Waldpädagogik oder Pädagogik im Waldkindergarten?


 

Die Pädagogik in Waldkindergärten heißt „Waldpädagogik“! Das ist doch ganz klar, denn die Waldkindergärten machen doch Pädagogik im Wald und unser Schwerpunkt liegt auf dem Naturerleben und –erfahren mit all den dazugehörigen naturkundlichen und ökologischen Kenntnissen rund um den Wald. Außerdem toben wir doch den ganzen Tag im Wald herum und beschäftigen uns kreativ und fantasievoll mit den Materialien, die der Wald uns bietet.

 
Stimmt doch – oder doch nicht?

Nur der Wald, nicht anderes? Keine Projekte über Farben, Musik, Indianer…? Keine Ausflüge zur Polizei, zur Feuerwehr, in die Bücherei?

Keine Fingerspiele, keine Lieder, keine Geschichten? Keine Gedanken darüber, wie das einzelne Kind am besten zu fördern ist?

Ich höre schon jetzt den Aufschrei aller ErzieherInnen beim Lesen dieser Zeilen: So ein Quatsch, natürlich machen wir das alles, wir nehmen unseren Erziehungsauftrag ernst, selbstverständlich haben wir einen Bildungsauftrag, der umfassend ist und nicht nur den „Wald“ mit seinen vielfältigen Aspekten meint.

Warum wird dann aber so häufig, wenn wir über Waldkindergärten und ihre Pädagogik sprechen, das Wort „Waldpädagogik“ benutzt?
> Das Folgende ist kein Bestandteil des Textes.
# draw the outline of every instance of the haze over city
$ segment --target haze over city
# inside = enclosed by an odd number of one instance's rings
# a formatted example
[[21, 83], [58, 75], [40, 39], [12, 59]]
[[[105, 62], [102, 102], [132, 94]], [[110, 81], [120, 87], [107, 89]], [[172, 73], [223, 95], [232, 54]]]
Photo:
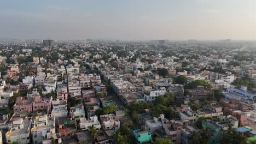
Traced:
[[255, 40], [254, 0], [1, 1], [0, 38]]

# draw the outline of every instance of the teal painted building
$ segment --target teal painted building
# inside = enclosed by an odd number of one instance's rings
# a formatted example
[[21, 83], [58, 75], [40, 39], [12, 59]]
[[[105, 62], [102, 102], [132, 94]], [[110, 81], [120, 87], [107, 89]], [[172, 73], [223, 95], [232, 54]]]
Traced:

Zugegeben, „Waldpädagogik“ klingt kurz, griffig und inhaltsschwer. Jeder meint, eine Vorstellung davon zu haben.

Aber in welchem Kontext ist der Begriff „Waldpädagogik“ entstanden und wie wird er benutzt?

 

Und was ist Waldpädagogik nun?

Eine erste Annäherung finden wir, wenn wir bei Google den Begriff „Waldpädagogik“ eingeben: über 150.000 Treffer, und bei der Durchsicht der ersten 50 Links fällt auf, dass vor allem Seiten aus dem forstlichen und Umweltbildungsbereich angegeben sind.

Im bayerischen Leitfaden für forstliche Bildungsarbeit (1) der bay. Staatsforstverwaltung ist Waldpädagogik „nach dem Waldgesetz für Bayern als Bildungsauftrag eine Aufgabe der Forstbehörden“. Gleichzeitig wird der Begriff „Forstliche Bildungsarbeit“ bevorzugt, um deutlich zu machen, dass alle Altersgruppen angesprochen werden sollen und nicht nur Kinder.
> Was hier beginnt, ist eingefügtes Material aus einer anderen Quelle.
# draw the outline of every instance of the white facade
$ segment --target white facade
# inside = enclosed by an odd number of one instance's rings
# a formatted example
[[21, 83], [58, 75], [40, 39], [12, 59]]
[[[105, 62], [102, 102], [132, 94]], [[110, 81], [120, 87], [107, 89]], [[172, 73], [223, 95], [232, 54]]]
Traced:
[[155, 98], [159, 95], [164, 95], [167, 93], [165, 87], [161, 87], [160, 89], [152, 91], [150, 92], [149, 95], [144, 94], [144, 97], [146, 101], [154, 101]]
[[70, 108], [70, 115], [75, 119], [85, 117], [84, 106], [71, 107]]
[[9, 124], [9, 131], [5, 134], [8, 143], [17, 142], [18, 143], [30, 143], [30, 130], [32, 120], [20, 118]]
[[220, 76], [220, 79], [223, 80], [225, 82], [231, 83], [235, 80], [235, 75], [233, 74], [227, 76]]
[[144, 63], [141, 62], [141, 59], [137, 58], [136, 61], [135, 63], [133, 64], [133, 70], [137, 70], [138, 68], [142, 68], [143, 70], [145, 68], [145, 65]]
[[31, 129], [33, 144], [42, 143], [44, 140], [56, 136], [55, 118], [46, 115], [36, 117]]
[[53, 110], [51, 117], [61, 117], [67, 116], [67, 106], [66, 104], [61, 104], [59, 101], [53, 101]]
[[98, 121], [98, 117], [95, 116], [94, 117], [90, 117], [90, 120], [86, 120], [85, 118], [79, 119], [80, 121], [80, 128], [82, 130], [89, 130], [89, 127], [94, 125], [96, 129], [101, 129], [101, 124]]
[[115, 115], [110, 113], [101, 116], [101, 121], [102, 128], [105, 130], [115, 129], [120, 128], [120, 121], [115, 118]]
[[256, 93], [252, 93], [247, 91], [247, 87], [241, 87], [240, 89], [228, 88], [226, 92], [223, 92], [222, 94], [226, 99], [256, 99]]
In NRW gibt es seit 2003 das „Waldpädagogische Forum“, einen offenen Arbeitskreis, in dem sich Fachleute aus den unterschiedlichsten Bereichen der Natur und Kulturwissenschaften, Biologen, Waldbesitzer, Förster, Waldschulen, Jäger und Umweltbildungseinrichtungen wie die NUA zweimal jährlich treffen, um die waldpädagogische Arbeit in NRW zu intensivierten und zu bündeln.

In NRW wird Waldpädagogik als ein Aspekt der gesetzlich geforderten Öffentlichkeitsarbeit der Forstbehörden praktiziert.
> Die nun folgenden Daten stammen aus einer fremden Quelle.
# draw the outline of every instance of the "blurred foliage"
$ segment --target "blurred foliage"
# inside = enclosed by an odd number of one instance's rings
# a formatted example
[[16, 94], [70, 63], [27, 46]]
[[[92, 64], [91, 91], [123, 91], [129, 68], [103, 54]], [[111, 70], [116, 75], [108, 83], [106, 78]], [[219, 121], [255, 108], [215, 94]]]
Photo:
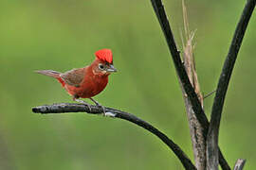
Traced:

Der Landesverband besucht diese Treffen regelmäßig, um den Kontakt zu Forstämtern etc. zu halten und zu fördern, diesen als Ansprechpartner für die Waldkindergärten zur Verfügung zu stehen und die für die Waldkindergärten relevanten Erkenntnisse aus den Tagungen weiter zu geben.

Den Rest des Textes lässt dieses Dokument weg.